Published on : Thursday, May 19, 2016
Business Travel Coalition (BTC) and OpenSkies. travel responded with dismay over Delta Air Lines’ schoolyard response to Qatar Airways’ June 1 entry into the Atlanta market and some labor organizations’ hypocritical attacks on the State of Qatar and its human rights policies. Delta Air Lines, American Airlines and United Airlines (the “Big Three”) and some labor organizations have opened the bomb bay doors on foreign airlines, U.S. Open Skies policy and the right of consumers to have competitive choice.
It was reported this week by the Atlanta Journal-Constitution that Delta Air Lines is pulling its sponsorship of the famed Fox Theater in Atlanta because it hosted a private concert by Jennifer Lopez celebrating the start of air service by Qatar Airways from Doha to Atlanta. Moreover, established and newly created labor organizations condemned the State of Qatar for human rights and labor policies while looking the other way as many U.S. regional-jet pilots are being paid food-stamp wages living in cramped trailer-park squalor.
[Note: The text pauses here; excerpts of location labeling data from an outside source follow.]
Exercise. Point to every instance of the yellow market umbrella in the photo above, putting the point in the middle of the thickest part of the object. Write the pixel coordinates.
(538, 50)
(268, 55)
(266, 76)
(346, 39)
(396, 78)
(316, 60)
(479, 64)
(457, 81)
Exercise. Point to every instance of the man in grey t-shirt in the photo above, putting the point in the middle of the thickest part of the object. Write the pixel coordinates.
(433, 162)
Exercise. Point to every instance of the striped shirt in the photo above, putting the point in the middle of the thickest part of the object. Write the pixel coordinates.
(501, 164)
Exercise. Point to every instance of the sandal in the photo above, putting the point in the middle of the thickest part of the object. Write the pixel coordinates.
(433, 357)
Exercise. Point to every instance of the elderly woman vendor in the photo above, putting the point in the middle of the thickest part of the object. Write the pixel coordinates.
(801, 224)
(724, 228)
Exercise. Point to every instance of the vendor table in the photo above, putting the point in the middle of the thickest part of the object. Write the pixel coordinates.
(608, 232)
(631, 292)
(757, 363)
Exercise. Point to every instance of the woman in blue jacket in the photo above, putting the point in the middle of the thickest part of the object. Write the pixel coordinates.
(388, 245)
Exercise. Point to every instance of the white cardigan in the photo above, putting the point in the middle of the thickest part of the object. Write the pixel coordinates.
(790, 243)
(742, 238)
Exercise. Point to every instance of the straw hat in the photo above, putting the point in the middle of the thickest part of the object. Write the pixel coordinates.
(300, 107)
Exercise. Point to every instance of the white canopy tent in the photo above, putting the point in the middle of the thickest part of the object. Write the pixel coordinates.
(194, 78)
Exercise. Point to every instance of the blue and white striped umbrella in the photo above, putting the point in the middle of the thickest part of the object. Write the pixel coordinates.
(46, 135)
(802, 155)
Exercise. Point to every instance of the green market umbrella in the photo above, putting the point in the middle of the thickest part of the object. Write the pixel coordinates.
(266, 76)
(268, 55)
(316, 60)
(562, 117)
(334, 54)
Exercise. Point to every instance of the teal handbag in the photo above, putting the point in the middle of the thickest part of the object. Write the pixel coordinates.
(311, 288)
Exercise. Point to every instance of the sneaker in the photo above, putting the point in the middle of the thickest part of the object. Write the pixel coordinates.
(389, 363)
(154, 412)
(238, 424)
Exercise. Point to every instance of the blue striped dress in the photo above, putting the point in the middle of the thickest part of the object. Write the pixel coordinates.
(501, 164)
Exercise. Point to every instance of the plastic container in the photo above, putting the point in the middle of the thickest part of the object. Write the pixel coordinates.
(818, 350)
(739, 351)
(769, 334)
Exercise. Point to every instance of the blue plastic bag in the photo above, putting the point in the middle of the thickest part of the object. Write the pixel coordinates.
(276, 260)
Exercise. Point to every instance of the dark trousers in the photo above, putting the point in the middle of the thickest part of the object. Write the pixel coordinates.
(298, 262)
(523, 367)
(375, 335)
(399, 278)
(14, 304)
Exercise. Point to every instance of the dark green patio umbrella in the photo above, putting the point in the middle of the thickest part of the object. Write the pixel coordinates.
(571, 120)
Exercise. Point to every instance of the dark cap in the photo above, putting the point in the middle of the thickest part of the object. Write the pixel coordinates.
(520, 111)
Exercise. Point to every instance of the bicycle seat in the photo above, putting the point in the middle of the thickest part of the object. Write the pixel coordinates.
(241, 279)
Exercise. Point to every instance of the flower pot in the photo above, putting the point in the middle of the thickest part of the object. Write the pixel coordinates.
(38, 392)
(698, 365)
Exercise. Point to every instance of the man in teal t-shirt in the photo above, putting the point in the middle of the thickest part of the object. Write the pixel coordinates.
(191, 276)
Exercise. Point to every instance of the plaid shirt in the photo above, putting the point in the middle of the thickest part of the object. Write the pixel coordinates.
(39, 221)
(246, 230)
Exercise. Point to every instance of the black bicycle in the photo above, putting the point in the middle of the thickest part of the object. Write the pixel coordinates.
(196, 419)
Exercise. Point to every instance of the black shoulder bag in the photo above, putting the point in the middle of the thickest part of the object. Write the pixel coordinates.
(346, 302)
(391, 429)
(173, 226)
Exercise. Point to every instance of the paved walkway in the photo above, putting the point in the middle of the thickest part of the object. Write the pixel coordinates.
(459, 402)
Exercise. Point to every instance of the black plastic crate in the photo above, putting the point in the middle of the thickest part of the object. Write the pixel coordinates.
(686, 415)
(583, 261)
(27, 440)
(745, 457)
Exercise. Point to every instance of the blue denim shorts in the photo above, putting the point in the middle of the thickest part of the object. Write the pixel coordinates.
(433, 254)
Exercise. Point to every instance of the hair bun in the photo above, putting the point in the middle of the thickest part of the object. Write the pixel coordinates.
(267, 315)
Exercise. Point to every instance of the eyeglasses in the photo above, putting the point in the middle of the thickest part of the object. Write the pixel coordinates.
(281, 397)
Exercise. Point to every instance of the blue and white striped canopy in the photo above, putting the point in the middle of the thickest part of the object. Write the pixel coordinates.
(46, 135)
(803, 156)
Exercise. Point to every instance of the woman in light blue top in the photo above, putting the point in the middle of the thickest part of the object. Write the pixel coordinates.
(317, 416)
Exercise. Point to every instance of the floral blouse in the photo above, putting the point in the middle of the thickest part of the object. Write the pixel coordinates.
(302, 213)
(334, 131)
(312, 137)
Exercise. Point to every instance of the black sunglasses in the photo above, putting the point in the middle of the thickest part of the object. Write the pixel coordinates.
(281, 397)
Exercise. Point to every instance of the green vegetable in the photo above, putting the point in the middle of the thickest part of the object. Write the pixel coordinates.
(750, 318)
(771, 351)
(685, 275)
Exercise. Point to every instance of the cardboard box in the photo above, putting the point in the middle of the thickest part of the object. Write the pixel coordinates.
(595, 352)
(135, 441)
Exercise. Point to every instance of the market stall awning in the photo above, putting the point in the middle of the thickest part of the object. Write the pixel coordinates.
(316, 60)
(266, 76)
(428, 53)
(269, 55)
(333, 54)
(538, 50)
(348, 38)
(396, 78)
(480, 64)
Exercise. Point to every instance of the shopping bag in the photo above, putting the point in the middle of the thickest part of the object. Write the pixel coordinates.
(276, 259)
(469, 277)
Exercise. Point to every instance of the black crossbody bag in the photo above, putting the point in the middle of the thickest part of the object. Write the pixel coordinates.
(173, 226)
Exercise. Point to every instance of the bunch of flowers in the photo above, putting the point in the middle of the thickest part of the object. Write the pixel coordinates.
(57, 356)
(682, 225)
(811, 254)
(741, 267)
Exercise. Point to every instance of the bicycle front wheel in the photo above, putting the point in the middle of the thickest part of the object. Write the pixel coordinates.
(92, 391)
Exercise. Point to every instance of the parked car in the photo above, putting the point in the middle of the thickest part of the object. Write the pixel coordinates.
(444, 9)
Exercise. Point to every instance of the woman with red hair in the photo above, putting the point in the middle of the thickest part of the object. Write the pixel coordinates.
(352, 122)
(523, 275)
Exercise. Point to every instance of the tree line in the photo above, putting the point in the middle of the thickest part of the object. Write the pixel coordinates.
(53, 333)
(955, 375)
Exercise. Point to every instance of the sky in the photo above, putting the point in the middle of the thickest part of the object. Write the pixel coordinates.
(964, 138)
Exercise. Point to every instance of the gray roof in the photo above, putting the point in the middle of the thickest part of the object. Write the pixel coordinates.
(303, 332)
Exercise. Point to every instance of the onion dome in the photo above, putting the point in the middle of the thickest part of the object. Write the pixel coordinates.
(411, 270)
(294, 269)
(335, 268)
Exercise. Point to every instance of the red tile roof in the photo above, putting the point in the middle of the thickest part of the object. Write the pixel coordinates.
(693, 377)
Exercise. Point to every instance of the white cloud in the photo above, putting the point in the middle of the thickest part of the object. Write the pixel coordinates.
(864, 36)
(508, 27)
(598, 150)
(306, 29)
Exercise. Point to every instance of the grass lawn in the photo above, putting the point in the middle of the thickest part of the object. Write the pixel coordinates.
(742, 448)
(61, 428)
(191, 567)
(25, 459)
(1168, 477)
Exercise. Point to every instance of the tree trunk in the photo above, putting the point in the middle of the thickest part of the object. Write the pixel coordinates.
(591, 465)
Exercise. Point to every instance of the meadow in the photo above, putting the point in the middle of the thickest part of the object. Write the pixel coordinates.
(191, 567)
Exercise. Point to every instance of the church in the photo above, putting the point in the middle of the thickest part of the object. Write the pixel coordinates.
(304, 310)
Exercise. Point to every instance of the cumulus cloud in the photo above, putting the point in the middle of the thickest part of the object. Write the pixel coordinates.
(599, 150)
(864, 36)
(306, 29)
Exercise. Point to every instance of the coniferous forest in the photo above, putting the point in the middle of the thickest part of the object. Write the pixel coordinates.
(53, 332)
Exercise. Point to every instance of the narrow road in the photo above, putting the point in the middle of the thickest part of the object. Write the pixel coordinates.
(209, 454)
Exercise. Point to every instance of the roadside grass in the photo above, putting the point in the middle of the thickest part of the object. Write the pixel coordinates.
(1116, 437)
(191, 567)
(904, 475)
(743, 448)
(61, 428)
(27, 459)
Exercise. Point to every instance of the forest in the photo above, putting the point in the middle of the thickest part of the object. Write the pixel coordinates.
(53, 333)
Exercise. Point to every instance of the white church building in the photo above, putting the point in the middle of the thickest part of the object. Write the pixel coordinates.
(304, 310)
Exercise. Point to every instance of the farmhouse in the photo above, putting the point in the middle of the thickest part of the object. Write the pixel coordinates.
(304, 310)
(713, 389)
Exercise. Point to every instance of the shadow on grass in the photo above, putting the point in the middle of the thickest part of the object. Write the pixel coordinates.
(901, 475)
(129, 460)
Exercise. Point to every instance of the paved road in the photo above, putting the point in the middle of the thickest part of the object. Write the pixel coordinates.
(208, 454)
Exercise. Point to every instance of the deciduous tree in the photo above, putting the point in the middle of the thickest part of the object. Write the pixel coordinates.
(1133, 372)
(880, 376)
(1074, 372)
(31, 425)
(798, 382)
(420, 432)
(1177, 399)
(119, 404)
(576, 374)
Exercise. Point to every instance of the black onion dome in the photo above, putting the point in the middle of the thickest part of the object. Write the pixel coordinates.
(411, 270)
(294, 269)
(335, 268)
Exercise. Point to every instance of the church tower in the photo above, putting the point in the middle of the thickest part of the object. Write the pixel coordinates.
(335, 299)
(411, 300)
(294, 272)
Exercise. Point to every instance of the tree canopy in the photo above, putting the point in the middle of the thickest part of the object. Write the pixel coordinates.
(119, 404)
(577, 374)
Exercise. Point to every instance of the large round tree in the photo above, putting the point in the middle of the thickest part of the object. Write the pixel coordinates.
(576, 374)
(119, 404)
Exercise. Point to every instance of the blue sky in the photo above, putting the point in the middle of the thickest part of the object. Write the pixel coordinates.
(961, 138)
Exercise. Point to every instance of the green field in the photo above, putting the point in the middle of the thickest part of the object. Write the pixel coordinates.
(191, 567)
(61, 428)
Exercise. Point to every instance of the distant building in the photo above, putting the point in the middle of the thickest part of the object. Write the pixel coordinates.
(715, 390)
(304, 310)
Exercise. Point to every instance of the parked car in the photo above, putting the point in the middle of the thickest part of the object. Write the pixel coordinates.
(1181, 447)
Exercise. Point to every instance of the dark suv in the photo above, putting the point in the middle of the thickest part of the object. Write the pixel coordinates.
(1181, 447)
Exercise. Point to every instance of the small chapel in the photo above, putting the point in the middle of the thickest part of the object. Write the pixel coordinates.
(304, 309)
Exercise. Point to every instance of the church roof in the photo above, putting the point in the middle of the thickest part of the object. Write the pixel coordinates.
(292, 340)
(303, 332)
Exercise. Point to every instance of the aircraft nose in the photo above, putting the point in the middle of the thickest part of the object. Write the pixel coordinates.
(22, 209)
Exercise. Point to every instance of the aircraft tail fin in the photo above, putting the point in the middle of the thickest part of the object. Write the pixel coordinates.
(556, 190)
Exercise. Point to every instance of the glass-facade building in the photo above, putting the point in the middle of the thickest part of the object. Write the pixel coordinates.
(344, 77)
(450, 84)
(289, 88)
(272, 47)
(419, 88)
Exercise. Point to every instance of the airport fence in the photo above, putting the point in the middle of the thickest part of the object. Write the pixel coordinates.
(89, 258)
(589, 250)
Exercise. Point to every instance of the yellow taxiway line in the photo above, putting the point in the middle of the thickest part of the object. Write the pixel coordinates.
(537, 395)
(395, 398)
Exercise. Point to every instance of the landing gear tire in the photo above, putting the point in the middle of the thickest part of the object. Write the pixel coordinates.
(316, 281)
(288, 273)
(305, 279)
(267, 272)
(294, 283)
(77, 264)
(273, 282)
“The real and only concern of those airlines and labor organizations attacking U.S. Open Skies policy and seeking to block Qatar Airways and other Middle East carriers from servicing the U.S. is an aversion to new competition, period, full-stop,” stated BTC founder Kevin Mitchell. “To disguise this goal by cloaking it in human rights violations is disgraceful, repulsive and diminishing of the human rights movement. What’s more, surely half of the foreign code-share partners of the Big Three are from countries that could be accused of human rights abuses. The lack of uproar in those situations speaks volumes about these protests, which are tied to a multi-million dollar campaign to secure commercial protection from the Administration and Congress,” added Mitchell.
The benefits of Open Skies policy are well documented with at least $4 billion in annual gains to travelers on U.S. international routes. Likewise, these pro-consumer, pro-growth, pro-competition agreements have generated millions of American jobs in the tourism industry in our world-leading aerospace sector, at U.S. airlines and in our airports. These consumer savings, increased commercial transactions and growth in middle-class jobs are a result of a quarter century of U.S. Gold-Standard leadership in Open Skies policy.
Although the Big Three and Labor insist that their interests in this debate over Open Skies policy are paramount, they are among numerous important stakeholders. The majority of weight should be given to the arguments and interests of consumers, airports, mid-size communities, tourism destinations, travel distributors, travel agents, cargo airlines and their customers, other commercial airlines, plane manufacturers and their suppliers, managed-travel operations and American job seekers – all of whom broadly support U.S. Open Skies policy.